Considérant ce qui suit :
1. Aux termes de l’article L. 521-1 du code de justice administrative : « Quand une décision administrative, même de rejet, fait l’objet d’une requête en annulation ou en réformation, le juge des référés, saisi d’une demande en ce sens, peut ordonner la suspension de l’exécution de cette décision, ou de certains de ses effets, lorsque l’urgence le justifie et qu’il est fait état d’un moyen propre à créer, en l’état de l’instruction, un doute sérieux quant à la légalité de la décision () ». Aux termes de l’article L. 522-1 du même code : « Le juge des référés statue au terme d’une procédure contradictoire écrite ou orale. / Lorsqu’il lui est demandé de prononcer les mesures visées aux articles L. 521-1 et L. 521-2, de les modifier ou d’y mettre fin, il informe sans délai les parties de la date et de l’heure de l’audience publique () ». Aux termes de l’article L. 522-3 dudit code : « Lorsque la demande ne présente pas un caractère d’urgence ou lorsqu’il apparaît manifeste, au vu de la demande, que celle-ci ne relève pas de la compétence de la juridiction administrative, qu’elle est irrecevable ou qu’elle est mal fondée, le juge des référés peut la rejeter par une ordonnance motivée sans qu’il y ait lieu d’appliquer les deux premiers alinéas de l’article L. 522-1 ».

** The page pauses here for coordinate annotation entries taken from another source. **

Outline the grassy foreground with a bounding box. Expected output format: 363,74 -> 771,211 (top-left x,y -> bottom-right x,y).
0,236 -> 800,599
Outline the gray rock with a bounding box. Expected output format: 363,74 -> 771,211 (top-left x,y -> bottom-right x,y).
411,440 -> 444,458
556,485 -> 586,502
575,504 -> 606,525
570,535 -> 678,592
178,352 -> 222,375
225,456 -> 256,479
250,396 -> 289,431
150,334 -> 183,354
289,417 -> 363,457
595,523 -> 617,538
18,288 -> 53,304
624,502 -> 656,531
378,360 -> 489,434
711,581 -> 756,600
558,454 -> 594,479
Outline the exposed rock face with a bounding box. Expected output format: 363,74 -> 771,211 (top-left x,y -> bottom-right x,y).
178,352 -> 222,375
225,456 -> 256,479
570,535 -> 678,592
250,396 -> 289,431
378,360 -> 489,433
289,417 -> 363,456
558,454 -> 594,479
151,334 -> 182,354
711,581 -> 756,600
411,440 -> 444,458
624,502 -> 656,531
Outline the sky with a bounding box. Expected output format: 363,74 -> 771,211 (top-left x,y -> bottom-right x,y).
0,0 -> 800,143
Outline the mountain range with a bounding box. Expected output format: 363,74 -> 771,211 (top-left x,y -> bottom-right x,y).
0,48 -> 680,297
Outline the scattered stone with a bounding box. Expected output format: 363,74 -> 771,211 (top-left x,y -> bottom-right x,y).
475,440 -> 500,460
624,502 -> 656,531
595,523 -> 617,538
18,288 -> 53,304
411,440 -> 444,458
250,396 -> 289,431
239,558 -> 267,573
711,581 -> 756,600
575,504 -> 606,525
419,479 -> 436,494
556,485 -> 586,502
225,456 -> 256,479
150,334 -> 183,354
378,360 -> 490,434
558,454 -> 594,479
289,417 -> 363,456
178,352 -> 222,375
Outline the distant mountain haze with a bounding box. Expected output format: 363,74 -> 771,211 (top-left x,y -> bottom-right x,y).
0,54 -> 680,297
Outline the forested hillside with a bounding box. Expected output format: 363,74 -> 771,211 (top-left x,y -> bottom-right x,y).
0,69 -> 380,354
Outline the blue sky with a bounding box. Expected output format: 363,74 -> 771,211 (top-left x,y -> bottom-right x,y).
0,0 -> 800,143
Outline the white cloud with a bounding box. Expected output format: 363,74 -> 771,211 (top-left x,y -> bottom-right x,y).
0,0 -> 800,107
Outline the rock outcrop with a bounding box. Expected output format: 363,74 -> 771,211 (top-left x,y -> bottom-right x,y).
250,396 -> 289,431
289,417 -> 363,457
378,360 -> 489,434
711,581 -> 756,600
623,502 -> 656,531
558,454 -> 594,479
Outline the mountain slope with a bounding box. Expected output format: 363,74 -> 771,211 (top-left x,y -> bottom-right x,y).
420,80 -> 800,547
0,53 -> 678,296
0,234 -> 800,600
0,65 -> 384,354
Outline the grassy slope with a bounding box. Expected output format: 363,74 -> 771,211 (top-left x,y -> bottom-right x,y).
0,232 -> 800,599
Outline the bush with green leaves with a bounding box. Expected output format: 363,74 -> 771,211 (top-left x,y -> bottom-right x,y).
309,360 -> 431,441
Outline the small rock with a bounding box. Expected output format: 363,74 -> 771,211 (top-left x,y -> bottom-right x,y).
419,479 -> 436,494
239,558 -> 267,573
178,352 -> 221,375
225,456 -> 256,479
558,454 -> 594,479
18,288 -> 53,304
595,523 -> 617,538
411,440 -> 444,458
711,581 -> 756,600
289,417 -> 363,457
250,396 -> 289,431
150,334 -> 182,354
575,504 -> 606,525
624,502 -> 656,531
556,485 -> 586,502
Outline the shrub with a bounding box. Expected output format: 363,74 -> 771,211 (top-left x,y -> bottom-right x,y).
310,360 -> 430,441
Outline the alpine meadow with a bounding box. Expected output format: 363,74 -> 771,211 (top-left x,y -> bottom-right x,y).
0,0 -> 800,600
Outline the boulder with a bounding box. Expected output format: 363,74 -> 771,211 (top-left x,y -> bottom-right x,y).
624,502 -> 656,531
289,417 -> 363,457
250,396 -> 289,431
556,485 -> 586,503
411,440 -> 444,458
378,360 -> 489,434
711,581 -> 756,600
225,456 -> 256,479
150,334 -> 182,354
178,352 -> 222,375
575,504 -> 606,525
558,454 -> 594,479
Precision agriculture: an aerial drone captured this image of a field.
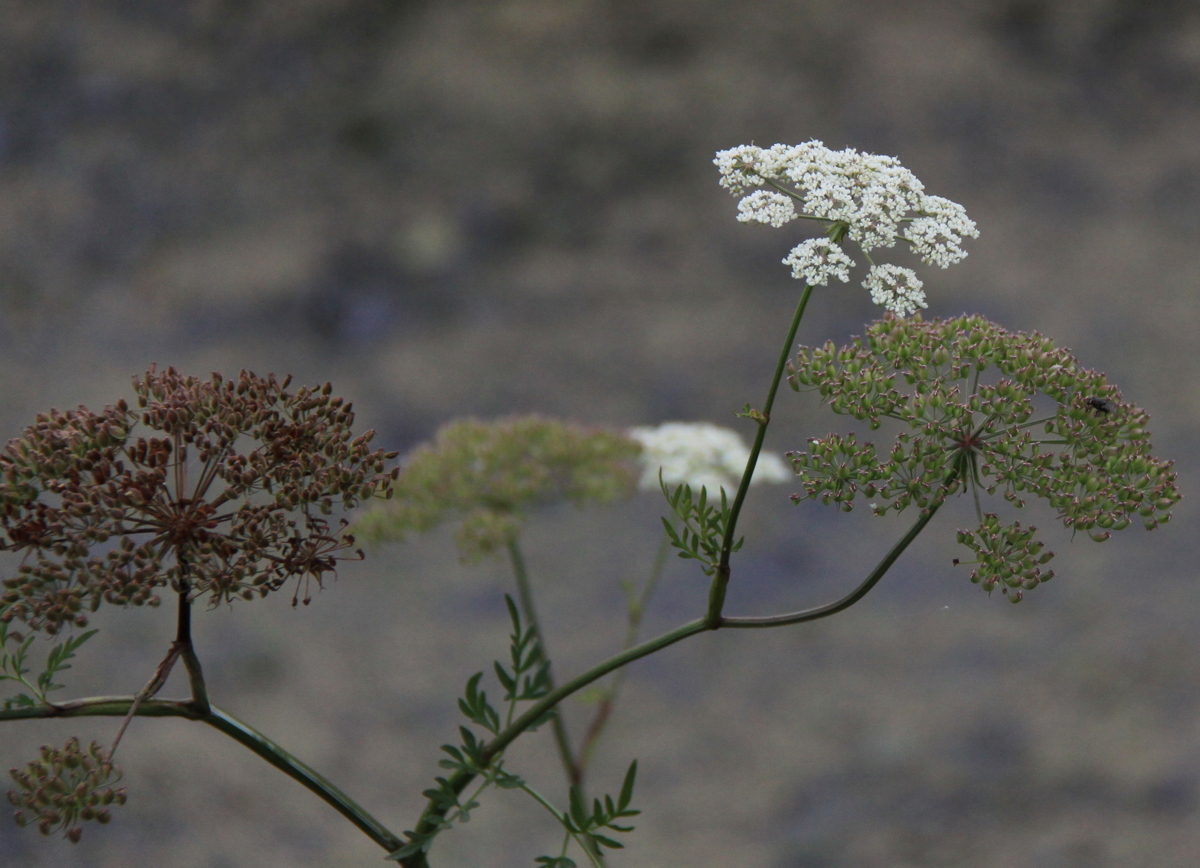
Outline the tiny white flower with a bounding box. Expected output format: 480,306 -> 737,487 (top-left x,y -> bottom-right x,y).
905,196 -> 979,268
629,421 -> 793,497
863,263 -> 929,317
713,139 -> 979,316
784,238 -> 854,286
738,190 -> 797,229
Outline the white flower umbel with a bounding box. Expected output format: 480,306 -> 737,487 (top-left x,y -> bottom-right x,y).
784,238 -> 854,286
713,140 -> 979,316
863,263 -> 929,317
629,421 -> 794,496
738,190 -> 799,229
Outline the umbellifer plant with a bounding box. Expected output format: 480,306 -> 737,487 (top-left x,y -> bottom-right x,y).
0,142 -> 1180,868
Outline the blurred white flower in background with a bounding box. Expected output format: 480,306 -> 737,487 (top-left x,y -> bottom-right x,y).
713,140 -> 979,317
629,421 -> 794,497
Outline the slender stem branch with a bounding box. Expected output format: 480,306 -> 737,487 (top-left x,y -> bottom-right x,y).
0,696 -> 403,852
175,564 -> 209,713
517,784 -> 604,868
397,618 -> 709,868
721,472 -> 956,628
108,642 -> 181,762
706,283 -> 812,630
508,539 -> 583,786
578,534 -> 671,783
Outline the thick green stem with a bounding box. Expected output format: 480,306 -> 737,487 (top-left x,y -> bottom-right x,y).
706,283 -> 812,630
0,696 -> 403,852
397,618 -> 708,868
508,539 -> 582,786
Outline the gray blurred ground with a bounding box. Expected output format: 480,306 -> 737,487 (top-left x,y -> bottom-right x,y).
0,0 -> 1200,868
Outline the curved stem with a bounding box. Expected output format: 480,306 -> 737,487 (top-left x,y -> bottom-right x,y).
396,618 -> 709,868
508,539 -> 582,786
721,471 -> 956,628
706,283 -> 812,630
0,696 -> 403,852
577,534 -> 671,783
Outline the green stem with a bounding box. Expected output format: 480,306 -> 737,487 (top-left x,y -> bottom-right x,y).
578,534 -> 671,784
706,283 -> 812,630
520,784 -> 604,868
508,539 -> 583,786
721,472 -> 956,628
0,696 -> 403,852
396,618 -> 709,868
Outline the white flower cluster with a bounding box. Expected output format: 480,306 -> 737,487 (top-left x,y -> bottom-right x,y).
784,238 -> 854,286
629,421 -> 793,497
713,140 -> 979,316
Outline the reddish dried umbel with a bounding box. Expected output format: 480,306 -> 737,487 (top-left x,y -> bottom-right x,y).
356,415 -> 642,559
8,738 -> 125,844
788,316 -> 1180,601
0,367 -> 396,634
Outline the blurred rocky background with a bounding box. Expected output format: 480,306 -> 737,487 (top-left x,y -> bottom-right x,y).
0,0 -> 1200,868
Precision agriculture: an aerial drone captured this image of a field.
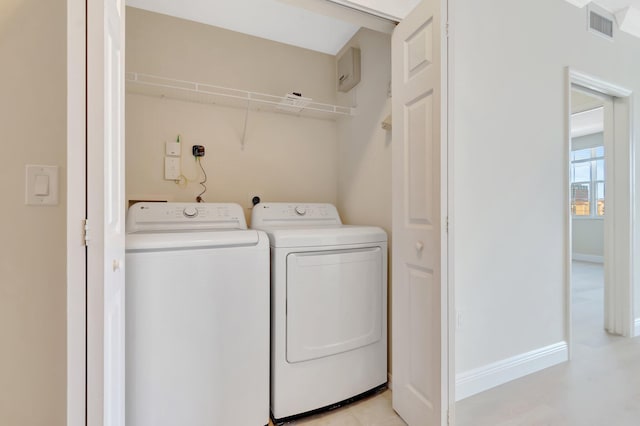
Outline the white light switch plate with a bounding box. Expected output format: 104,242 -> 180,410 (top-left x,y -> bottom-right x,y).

3. Si M. A B, ressortissant tunisien, née le 1er mars 2002, fait valoir qu’il a signé un contrat de travail à durée indéterminée au sein de l’entreprise Bel Air, il ne produit à l’appui de sa requête aucun document étayant ses affirmations. En tout état de cause, il ne démontre ni être dans l’impossibilité de trouver un travail en Tunisie correspondant à ses qualifications ni être dans une situation financière particulièrement précaire. Les éléments ainsi invoqués ne sont pas, dès lors, de nature à démontrer l’urgence particulière qui justifierait la saisine du juge des référés avant même que le juge du fond ait statué sur le recours introduit devant lui. Il y a lieu, par suite, de rejeter la requête en toutes ses conclusions selon la procédure prévue à l’article L. 522-3 du code de justice administrative.
O R D O N N E :
Article 1er : La requête de M. A B est rejetée.
Article 2 : La présente ordonnance sera notifiée à M. C A B.
Copie en sera adressée au ministre d’Etat, ministre de l’intérieur.
Fait à Nantes, le 1er septembre 2025.
Le juge des référés
Y. MAROWSKI
La République mande et ordonne au ministre d’Etat, ministre de l’intérieur en ce qui le concerne ou à tous commissaires de justice à ce requis en ce qui concerne les voies de droit commun contre les parties privées, de pourvoir à l’exécution de la présente décision.